Artifacts

Artifacts are a crucial part of the mloda, enabling the storage and retrieval of intermediate results feature engineering processes. Example use cases are embeddings, Feature Matrices, Model Checkpoints and more.

Overview

Artifacts are managed through a set of abstract and concrete classes that define how artifacts are created, saved, and loaded. The primary classes involved in artifact management include:

  • BaseArtifact: The base class for all artifacts.
  • AbstractFeatureGroup: An abstract class that defines the structure for feature groups, including methods for artifact management. This class may contain a BaseArtfact.

Key Components

BaseArtifact

The BaseArtifact class serves as the foundation for all artifacts. It provides the basic interface and functionality required for artifact management.

AbstractFeatureGroup

The AbstractFeatureGroup class defines the structure for feature groups, including methods for creating data, calculating features, and managing artifacts. It includes methods such as artifact and load_artifact to handle artifact operations.

Example

Feature Group with Artifact implementation

The following example demonstrates how to implement and test an artifact.

Here, we create a FeatureGroup with a configured BaseArtifact.

from typing import Type, Any, Optional
from mloda_core.abstract_plugins.components.feature_set import FeatureSet
from mloda_core.abstract_plugins.abstract_feature_group import AbstractFeatureGroup
from mloda_core.abstract_plugins.components.base_artifact import BaseArtifact
from mloda_core.abstract_plugins.components.input_data.creator.data_creator import DataCreator
from mloda_core.abstract_plugins.components.input_data.base_input_data import BaseInputData


class BaseExampleArtifactFeature(AbstractFeatureGroup):
    @classmethod
    def input_data(cls) -> Optional[BaseInputData]:
        return DataCreator({cls.get_class_name()})

    @staticmethod
    def artifact() -> Type[BaseArtifact] | None:
        return BaseArtifact

    @classmethod
    def calculate_feature(cls, data: Any, features: FeatureSet) -> Any:
        if features.artifact_to_save:
            features.save_artifact = "BasicArtifact"

        if features.artifact_to_load:
            result = cls.load_artifact(features)
            print(f"{result} is the loaded artifact.")

        return {cls.get_class_name(): [1, 2, 3]}

Now, we run the query to the feature group to save the artifact. This example is very basic, but could be a much more complex artifact.

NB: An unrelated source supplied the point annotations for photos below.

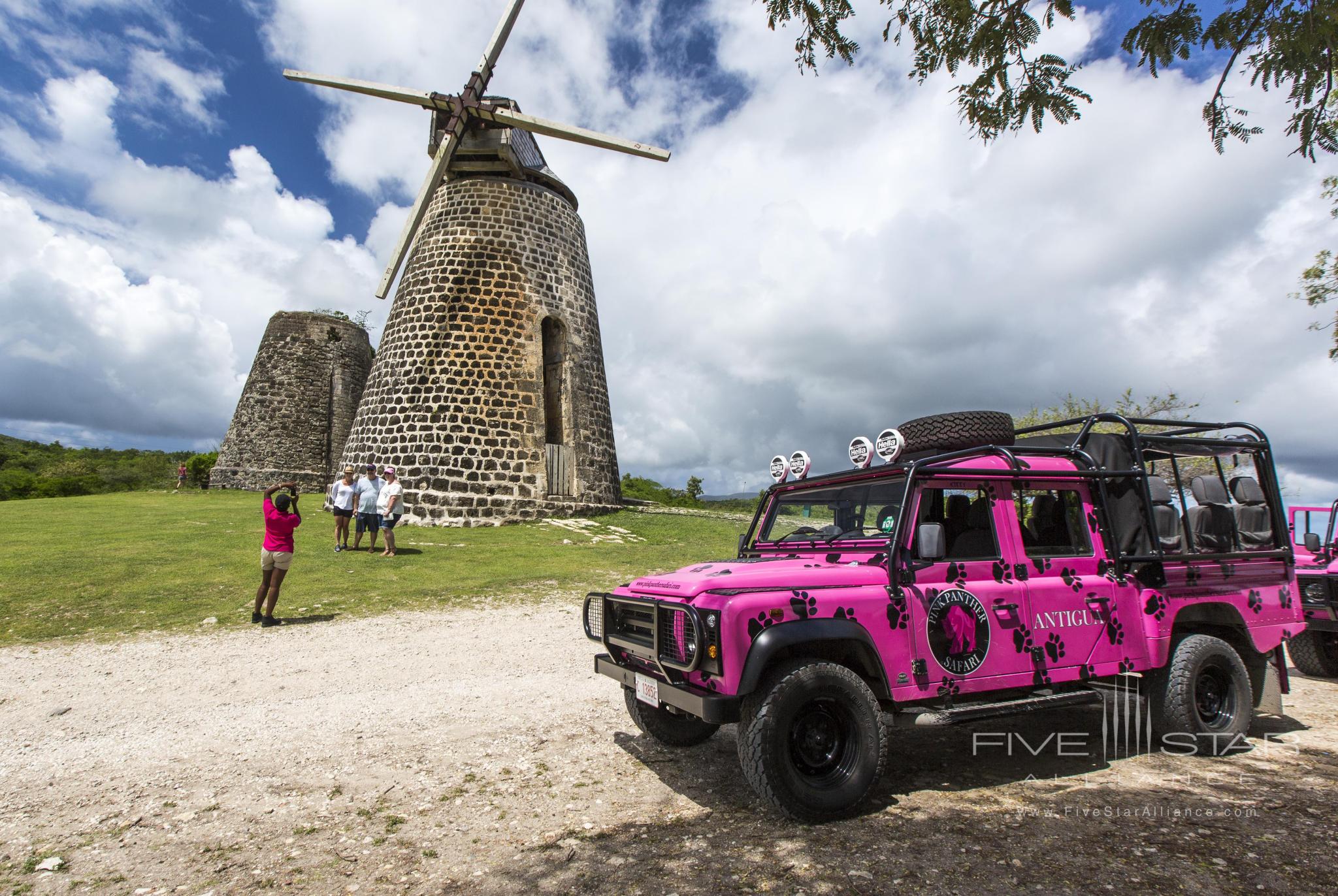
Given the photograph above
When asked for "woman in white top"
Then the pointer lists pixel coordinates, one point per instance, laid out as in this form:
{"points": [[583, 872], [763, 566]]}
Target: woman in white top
{"points": [[342, 502]]}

from mloda_core.api.request import mlodaAPI
from mloda_plugins.compute_framework.base_implementations.pyarrow.table import PyarrowTable

api = mlodaAPI(["BaseExampleArtifactFeature"], {PyarrowTable})
api._batch_run()
artifacts = api.get_artifacts()
print(artifacts)

Result:

{'BaseExampleArtifactFeature': 'BasicArtifact'}

Now, let us use this artifact.

from mloda_core.abstract_plugins.components.feature import Feature

feat = Feature(name="BaseExampleArtifactFeature", options=artifacts)
api = mlodaAPI([feat], {PyarrowTable})
api._batch_run()

Result:

"BasicArtifact is the loaded artifact."

Testing Artifacts

Testing artifact features involves creating test cases that ensure artifacts are correctly saved and loaded. The following example shows how to test the BaseTestArtifactFeature class.

View the test file on GitHub

Complex Artifact Example: SklearnArtifact

For more advanced use cases, artifacts can handle complex data structures and multiple objects. The SklearnArtifact demonstrates this with fitted scikit-learn transformers:

from mloda_plugins.feature_group.experimental.sklearn.sklearn_artifact import SklearnArtifact

class MySklearnFeatureGroup(AbstractFeatureGroup):
    @staticmethod
    def artifact() -> Type[BaseArtifact] | None:
        return SklearnArtifact

    @classmethod
    def calculate_feature(cls, data: Any, features: FeatureSet) -> Any:
        # Save multiple artifacts with unique keys
        if features.artifact_to_save:
            SklearnArtifact.save_sklearn_artifact(
                features, 
                "my_transformer", 
                {"fitted_transformer": fitted_model, "feature_names": ["col1", "col2"]}
            )

        # Load specific artifact by key
        if features.artifact_to_load:
            artifact_data = SklearnArtifact.load_sklearn_artifact(features, "my_transformer")
            fitted_model = artifact_data["fitted_transformer"]

This pattern supports file-based storage, multiple artifact management, and complex serialization.

Conclusion

Artifacts are a powerful feature in mloda, enabling efficient management of intermediate results in the machine learning pipeline. By understanding and utilizing the provided classes and methods, you can effectively manage artifacts in your projects.